You sit about 12 or 18 inches lower on mine than you would a stock Vincent—you’re down in it. I deliberately ran the exhaust pipes in front of the motor, protecting the magneto, then ran them into a heat-sink exhaust system that also acts as a skid plate, which kind of gives the illusion of it being a tighter bike. Then the gas tank is just sunk in and squeezed as tight as it’ll go—to really emphasize the bulk and the massiveness of the motor.

On the fringes of the bike, I just went as light as I humanly could. I wanted to exaggerate the freakness of, the massive nature of, the Vincent motor. The kickstand’s in a weird place, the seat’s off a Schwinn Sting-Ray, the rear fender struts are homemade. 

Rear tire, chain and sprocket detail on Jeff Decker's Vincent Black Lightning
The headlight on a Vincent weighs about four pounds and belongs on a Mack truck. I was digging through some stuff and found a beautiful little headlight from a 1970s Honda ATC; we cut a little dimple in it so it would fit tight down over the front spring, and the headlight’s actually smaller than the speedo.

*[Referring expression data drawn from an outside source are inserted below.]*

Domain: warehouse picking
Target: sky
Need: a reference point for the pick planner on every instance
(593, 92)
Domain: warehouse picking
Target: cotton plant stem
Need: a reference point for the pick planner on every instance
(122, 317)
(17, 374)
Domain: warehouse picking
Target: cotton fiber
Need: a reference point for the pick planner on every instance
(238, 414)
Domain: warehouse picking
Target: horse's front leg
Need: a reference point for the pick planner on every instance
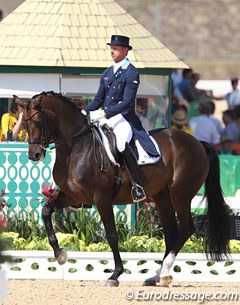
(47, 211)
(107, 216)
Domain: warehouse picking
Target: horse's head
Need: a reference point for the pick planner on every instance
(36, 125)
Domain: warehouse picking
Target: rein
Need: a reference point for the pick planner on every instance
(44, 142)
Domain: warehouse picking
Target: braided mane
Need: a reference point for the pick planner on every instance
(52, 93)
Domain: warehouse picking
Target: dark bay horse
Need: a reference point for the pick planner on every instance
(186, 164)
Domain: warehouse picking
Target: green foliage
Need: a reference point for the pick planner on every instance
(78, 222)
(147, 221)
(142, 244)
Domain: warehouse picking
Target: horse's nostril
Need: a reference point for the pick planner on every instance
(34, 156)
(37, 156)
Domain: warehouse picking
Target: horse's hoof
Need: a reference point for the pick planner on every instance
(149, 282)
(62, 257)
(112, 283)
(165, 280)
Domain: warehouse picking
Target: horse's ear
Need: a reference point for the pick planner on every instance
(19, 101)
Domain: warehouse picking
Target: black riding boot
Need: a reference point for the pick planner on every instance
(130, 161)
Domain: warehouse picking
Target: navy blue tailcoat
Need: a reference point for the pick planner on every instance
(116, 94)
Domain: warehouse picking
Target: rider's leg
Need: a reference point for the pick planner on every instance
(123, 132)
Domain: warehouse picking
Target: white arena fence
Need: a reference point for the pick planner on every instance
(138, 266)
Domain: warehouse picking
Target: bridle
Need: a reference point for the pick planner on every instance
(44, 142)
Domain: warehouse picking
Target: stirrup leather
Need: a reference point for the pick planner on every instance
(138, 193)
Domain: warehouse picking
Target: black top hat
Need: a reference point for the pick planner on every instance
(118, 40)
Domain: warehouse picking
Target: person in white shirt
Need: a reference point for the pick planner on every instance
(233, 97)
(203, 127)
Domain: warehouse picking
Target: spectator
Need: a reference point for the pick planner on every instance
(233, 97)
(141, 109)
(226, 146)
(215, 120)
(12, 122)
(231, 128)
(1, 15)
(178, 89)
(180, 120)
(237, 118)
(203, 127)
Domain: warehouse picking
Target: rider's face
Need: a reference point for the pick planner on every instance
(118, 53)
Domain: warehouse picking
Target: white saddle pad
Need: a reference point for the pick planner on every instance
(143, 159)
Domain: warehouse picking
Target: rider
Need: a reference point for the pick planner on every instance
(116, 96)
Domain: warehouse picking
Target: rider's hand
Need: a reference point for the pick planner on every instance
(102, 122)
(83, 112)
(96, 115)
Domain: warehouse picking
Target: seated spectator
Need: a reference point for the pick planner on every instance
(12, 122)
(237, 118)
(179, 87)
(215, 120)
(141, 110)
(226, 146)
(233, 97)
(231, 128)
(180, 121)
(203, 127)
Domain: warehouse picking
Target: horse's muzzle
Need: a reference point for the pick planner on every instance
(36, 154)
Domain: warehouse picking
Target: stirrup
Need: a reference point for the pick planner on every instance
(138, 193)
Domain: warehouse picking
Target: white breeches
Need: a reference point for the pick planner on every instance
(122, 130)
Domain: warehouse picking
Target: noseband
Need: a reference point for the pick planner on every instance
(43, 141)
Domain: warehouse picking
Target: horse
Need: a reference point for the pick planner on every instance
(83, 173)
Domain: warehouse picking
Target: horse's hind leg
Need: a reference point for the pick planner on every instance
(47, 212)
(168, 221)
(107, 216)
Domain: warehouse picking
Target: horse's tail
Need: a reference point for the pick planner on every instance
(216, 240)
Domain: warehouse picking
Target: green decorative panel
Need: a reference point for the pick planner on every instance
(229, 175)
(22, 181)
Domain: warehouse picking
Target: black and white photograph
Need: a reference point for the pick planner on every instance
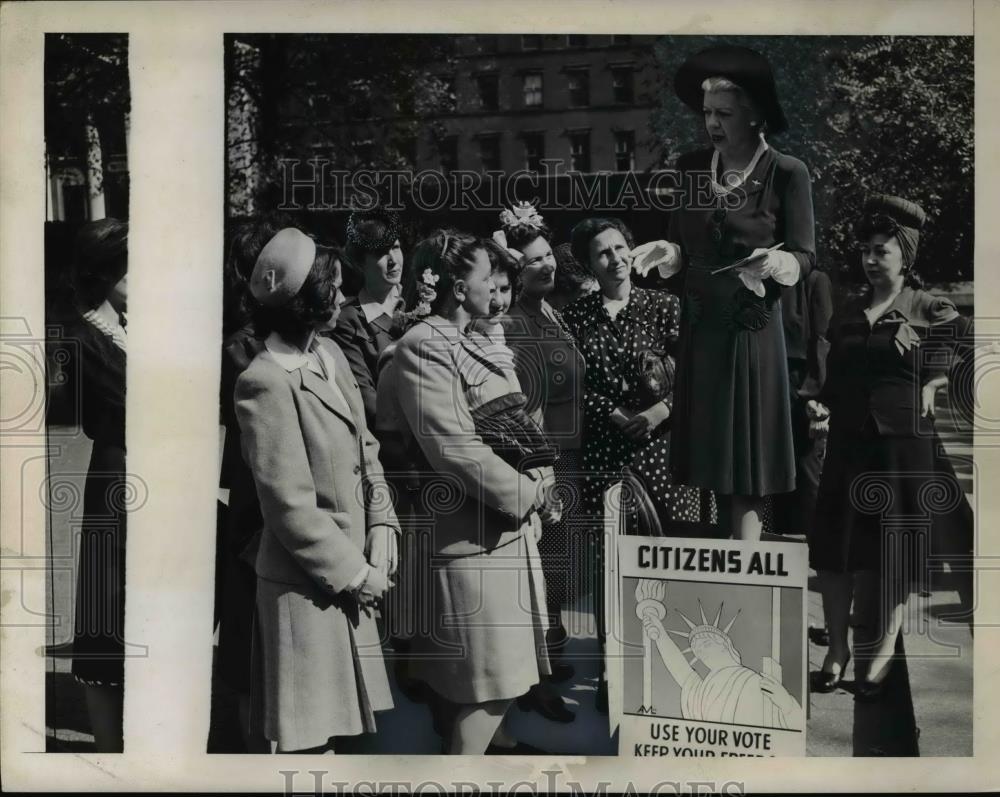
(410, 395)
(86, 493)
(476, 280)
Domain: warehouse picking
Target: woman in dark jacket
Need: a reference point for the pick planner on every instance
(366, 324)
(888, 499)
(98, 373)
(733, 433)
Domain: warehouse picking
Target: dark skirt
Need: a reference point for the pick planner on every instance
(732, 430)
(891, 504)
(99, 634)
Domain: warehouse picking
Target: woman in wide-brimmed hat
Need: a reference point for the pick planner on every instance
(888, 359)
(740, 197)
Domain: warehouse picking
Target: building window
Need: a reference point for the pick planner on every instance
(533, 90)
(579, 151)
(448, 152)
(625, 151)
(489, 92)
(534, 151)
(623, 84)
(489, 152)
(579, 88)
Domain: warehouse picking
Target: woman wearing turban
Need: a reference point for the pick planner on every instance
(889, 356)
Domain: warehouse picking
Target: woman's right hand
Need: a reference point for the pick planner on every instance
(374, 588)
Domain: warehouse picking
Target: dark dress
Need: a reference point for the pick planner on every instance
(551, 369)
(733, 430)
(362, 341)
(887, 489)
(240, 523)
(98, 373)
(612, 349)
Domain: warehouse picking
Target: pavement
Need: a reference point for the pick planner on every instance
(927, 710)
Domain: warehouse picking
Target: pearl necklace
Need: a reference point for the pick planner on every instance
(721, 190)
(116, 332)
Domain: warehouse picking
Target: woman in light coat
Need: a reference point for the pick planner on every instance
(328, 544)
(485, 590)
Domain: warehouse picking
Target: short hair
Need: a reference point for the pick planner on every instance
(310, 307)
(588, 229)
(502, 260)
(100, 260)
(449, 255)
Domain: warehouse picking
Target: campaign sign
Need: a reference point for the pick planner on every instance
(711, 647)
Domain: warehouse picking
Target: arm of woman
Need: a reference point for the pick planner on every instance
(276, 454)
(351, 338)
(799, 223)
(434, 405)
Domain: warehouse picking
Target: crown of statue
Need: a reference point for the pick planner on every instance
(705, 627)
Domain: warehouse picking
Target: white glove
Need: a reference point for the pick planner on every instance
(662, 255)
(782, 267)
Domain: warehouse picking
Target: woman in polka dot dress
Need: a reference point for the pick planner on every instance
(627, 335)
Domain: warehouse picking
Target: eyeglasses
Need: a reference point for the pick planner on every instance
(718, 221)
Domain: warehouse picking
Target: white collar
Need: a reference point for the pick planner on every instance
(722, 190)
(373, 309)
(292, 357)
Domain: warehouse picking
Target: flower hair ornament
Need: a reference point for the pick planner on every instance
(523, 214)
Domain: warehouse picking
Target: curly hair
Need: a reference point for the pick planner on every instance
(588, 229)
(310, 307)
(524, 235)
(448, 255)
(100, 260)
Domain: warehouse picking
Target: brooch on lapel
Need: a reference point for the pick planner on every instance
(906, 336)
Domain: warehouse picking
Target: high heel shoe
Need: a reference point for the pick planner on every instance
(552, 709)
(825, 682)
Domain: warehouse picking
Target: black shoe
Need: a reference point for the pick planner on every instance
(819, 636)
(870, 691)
(825, 682)
(601, 701)
(551, 709)
(561, 672)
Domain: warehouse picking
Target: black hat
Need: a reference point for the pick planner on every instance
(747, 68)
(904, 212)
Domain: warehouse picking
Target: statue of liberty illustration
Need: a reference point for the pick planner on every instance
(730, 692)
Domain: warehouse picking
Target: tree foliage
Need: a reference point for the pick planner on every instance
(360, 101)
(867, 114)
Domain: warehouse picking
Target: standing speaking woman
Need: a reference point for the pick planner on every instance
(486, 593)
(885, 477)
(733, 431)
(328, 544)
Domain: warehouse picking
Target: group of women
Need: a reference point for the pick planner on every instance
(432, 454)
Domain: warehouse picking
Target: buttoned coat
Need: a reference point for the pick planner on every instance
(321, 488)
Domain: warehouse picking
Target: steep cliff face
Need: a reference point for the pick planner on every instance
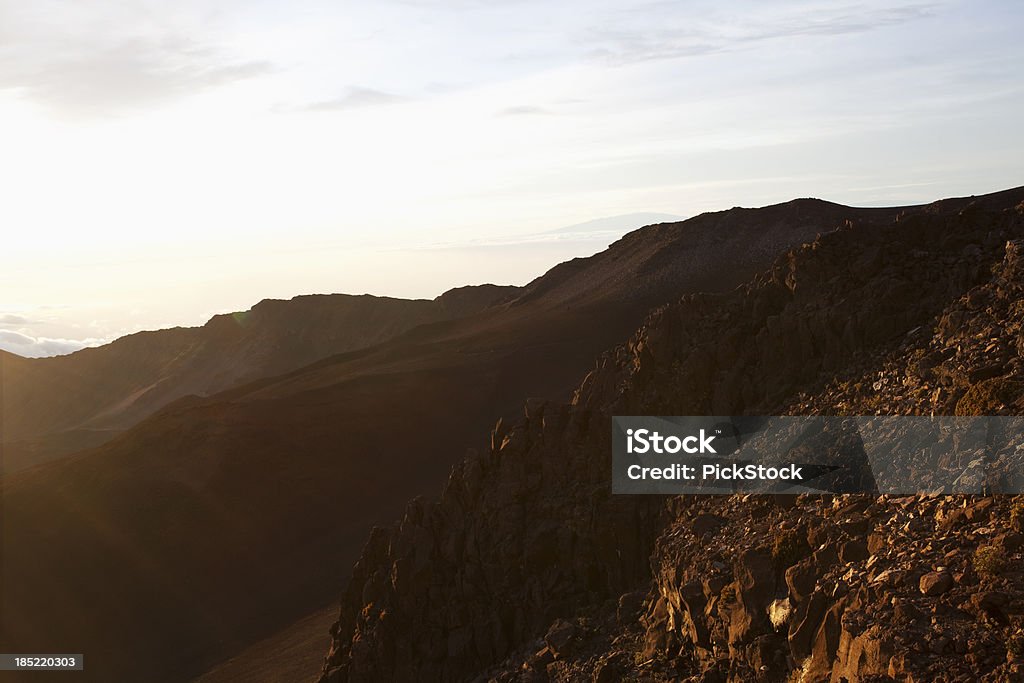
(528, 569)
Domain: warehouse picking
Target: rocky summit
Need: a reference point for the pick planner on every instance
(527, 568)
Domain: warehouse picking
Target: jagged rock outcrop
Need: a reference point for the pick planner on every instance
(741, 588)
(523, 534)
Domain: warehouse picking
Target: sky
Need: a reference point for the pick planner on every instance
(163, 162)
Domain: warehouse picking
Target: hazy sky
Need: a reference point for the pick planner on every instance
(164, 161)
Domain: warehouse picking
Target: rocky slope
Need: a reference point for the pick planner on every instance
(527, 568)
(268, 488)
(59, 404)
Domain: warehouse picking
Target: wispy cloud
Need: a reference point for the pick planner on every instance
(356, 97)
(34, 347)
(524, 110)
(648, 41)
(87, 65)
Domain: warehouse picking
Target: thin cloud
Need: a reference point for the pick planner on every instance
(356, 97)
(61, 65)
(524, 110)
(623, 46)
(35, 347)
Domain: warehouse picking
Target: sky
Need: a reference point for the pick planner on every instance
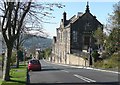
(99, 9)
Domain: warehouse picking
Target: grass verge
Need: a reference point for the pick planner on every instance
(18, 76)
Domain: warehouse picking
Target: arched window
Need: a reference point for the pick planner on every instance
(74, 33)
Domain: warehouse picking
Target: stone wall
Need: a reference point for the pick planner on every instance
(76, 60)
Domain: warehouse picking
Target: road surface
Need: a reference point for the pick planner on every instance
(54, 74)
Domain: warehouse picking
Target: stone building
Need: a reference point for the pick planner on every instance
(75, 35)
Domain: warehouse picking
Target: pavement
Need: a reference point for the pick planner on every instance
(92, 68)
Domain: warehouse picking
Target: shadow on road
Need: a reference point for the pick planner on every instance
(96, 83)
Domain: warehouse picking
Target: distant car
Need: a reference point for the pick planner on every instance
(34, 65)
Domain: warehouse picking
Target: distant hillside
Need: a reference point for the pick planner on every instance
(38, 43)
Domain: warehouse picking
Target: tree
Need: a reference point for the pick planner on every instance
(13, 16)
(114, 36)
(11, 29)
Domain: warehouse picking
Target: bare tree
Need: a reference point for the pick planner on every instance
(13, 16)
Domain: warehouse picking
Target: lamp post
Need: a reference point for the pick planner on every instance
(90, 52)
(90, 56)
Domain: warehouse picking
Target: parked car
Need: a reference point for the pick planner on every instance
(34, 64)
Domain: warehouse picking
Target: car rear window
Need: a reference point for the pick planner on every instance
(34, 62)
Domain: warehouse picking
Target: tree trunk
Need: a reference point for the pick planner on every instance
(17, 57)
(6, 69)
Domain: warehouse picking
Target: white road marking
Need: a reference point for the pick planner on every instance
(65, 71)
(86, 68)
(84, 78)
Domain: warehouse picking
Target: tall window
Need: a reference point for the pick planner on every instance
(86, 40)
(74, 36)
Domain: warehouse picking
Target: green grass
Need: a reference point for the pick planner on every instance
(18, 76)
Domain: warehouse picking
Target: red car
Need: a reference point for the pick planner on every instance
(34, 65)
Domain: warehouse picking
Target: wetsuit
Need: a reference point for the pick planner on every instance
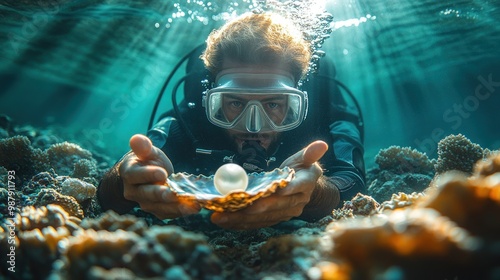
(329, 119)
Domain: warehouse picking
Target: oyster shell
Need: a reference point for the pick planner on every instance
(201, 189)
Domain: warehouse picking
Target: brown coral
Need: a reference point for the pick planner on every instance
(400, 200)
(404, 160)
(78, 189)
(472, 203)
(411, 239)
(160, 249)
(38, 232)
(51, 215)
(68, 203)
(111, 221)
(362, 205)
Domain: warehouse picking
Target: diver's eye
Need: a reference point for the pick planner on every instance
(272, 105)
(236, 104)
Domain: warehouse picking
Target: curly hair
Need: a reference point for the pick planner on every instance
(258, 39)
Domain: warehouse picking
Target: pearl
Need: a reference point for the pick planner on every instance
(230, 177)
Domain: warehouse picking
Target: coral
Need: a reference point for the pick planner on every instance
(362, 205)
(456, 152)
(400, 170)
(84, 168)
(489, 166)
(17, 154)
(343, 213)
(68, 203)
(63, 156)
(42, 180)
(78, 189)
(161, 251)
(111, 221)
(288, 250)
(93, 248)
(472, 203)
(411, 239)
(38, 232)
(51, 215)
(404, 160)
(400, 200)
(330, 270)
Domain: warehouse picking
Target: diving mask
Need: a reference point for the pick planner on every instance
(255, 102)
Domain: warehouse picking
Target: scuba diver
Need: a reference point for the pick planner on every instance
(252, 114)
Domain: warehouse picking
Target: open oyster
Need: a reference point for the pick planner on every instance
(201, 189)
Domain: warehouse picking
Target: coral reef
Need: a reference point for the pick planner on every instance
(400, 200)
(456, 152)
(17, 154)
(399, 170)
(68, 203)
(63, 156)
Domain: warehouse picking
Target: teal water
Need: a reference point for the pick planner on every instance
(421, 70)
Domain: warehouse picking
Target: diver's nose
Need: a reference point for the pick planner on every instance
(254, 119)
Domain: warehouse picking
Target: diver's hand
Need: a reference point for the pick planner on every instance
(285, 203)
(144, 172)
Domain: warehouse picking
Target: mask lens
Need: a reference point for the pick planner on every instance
(274, 107)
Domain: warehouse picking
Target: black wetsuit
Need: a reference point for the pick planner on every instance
(329, 119)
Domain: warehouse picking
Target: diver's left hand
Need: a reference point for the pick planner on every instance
(285, 203)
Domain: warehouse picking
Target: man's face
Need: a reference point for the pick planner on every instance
(275, 108)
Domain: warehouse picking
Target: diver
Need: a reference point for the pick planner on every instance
(255, 115)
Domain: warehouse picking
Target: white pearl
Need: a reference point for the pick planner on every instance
(230, 177)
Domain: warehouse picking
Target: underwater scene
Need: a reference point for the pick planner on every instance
(79, 78)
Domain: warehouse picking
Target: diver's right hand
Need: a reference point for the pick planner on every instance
(144, 171)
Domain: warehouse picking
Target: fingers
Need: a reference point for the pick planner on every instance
(150, 193)
(133, 173)
(314, 152)
(307, 156)
(142, 147)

That speedometer is really ostentatious. I debated putting it on the bike—it sticks up like three inches. It’s really funny. That 150-mph gauge that came on Lightnings or Shadows was a very expensive upgrade, really a show-off piece. “Look! Our bikes go 150 mph, the record books show it!” It was really a bragging-rights piece. So I said, okay, I’ll play the Vincent game with the one big clunky item I probably would’ve skipped. In the end, it was just so vain, I had to go for it.

And going for it on his Vincent is no problem, Decker tells us. The old beast torques right up to 100 or so and bombs along nicely with a lot of throttle left to twist—just not with Rollie Free’s tires. Those are stashed safely away at Decker’s Springville, Utah, compound, along with a couple of Crockers, an original-paint 1914 Harley he did the Cannonball on (CW, March, 2011), another dozen or so collectible motorcycles and a warehouse or two full of whatever needs keeping, sculpting, driving or riding at the time. Leather helmets off to Jeff Decker. We don’t know anyone else who can cast a thing in bronze, blast down the road on rolling sculpture and thumb his nose at several sets of conventions simultaneously. Hard to argue with that kind of cool."